When I first came out and told people I wanted to transition I got a lot of people asking the question. “Are you sure?”
My only answer to that at the time was to say that yes, because by then I was very sure about the fact that I’m transgender – but it was hard to be sure whether social and physical transition was the right path or not. Eventually, I got to a point where I felt like moving forward was my only choice, and so far, it’s felt right every step of the way despite the challenges. But the fact that it feels right doesn’t totally eliminate those doubts and fears.

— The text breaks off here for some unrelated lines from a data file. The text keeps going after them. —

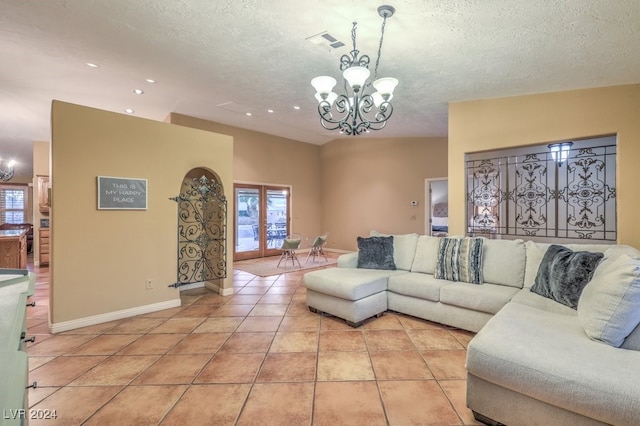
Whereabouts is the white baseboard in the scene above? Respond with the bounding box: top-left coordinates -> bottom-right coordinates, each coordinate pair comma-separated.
204,281 -> 234,296
178,282 -> 205,291
49,298 -> 182,334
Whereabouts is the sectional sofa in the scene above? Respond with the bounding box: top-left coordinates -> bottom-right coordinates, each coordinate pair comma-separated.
303,233 -> 640,426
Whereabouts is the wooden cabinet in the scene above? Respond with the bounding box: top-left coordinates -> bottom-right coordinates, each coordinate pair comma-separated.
37,175 -> 50,214
39,228 -> 49,265
0,229 -> 27,269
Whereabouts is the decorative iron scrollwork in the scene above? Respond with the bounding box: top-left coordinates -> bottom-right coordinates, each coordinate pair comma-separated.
170,175 -> 227,287
466,142 -> 616,241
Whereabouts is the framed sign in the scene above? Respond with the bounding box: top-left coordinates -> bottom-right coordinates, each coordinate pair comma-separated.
97,176 -> 148,210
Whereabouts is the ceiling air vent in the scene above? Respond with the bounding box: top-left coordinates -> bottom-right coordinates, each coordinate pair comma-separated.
306,31 -> 345,51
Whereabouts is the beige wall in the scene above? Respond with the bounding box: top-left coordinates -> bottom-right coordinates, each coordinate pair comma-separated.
32,141 -> 50,264
449,84 -> 640,248
169,113 -> 323,241
51,101 -> 233,325
321,137 -> 448,250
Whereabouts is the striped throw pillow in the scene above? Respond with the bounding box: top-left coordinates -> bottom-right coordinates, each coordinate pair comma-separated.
435,237 -> 484,284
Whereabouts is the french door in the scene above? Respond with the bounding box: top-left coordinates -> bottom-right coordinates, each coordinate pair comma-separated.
234,184 -> 291,261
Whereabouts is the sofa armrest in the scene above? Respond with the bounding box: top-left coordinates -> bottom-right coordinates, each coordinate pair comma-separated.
337,252 -> 358,268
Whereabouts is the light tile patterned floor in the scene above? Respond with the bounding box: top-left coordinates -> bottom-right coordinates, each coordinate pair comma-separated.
25,255 -> 481,425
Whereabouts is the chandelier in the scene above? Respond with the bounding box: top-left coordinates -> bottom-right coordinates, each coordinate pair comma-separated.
311,5 -> 398,136
0,159 -> 15,182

This inner conflict tends to generate questions like:
Am I doing the right thing?
Is transition really going to get me to a better place?
What if I regret it?
As a trans person, it often feels like there isn’t much room to express those fears (other than to a therapist). When we come out we usually have to do a lot of justifying ourselves, and proving our “transness” to family and friends in order to gain and keep their support. Similarly, in order to access medical treatment (in the UK) we have to convince professionals that we qualify for a diagnosis of ‘gender dysphoria’ and that transition is something we need.
Once we’ve accessed that support and treatment, it sometimes feels as if everyone expects us to be 100 per cent positive about every aspect of the journey. Don’t get me wrong; I’m glad to have started hormone therapy. I don’t regret it, it feels right and I’m excited about the way it’s changing me. But I still occasionally wake up in the morning feeling slightly panicky and thinking: “Oh fuck, this is actually happening.”
Similarly, I’m excited at the prospect of having chest reconstruction surgery this summer. But that doesn’t mean I don’t occasionally have doubts about it. But everyone has doubts about major decisions in their lives: changing jobs, moving house, relocating, getting married, ending a relationship…. Hell, people have doubts about whether getting a new haircut is a good decision. So I think it would be pretty weird if I wasn’t experiencing slightly ambivalent feelings about having part of my body removed under general anaesthetic (even when it’s bits I don’t want).
Having occasional doubts and fears doesn’t mean I’m making a mistake. Change is never easy. Yet it’s hard to speak those doubts and fears out loud, because I worry that admitting them somehow invalidates me, and will make people think that maybe I’m not trans at all – and then I risk losing their support. So this is a hard thing to be open about.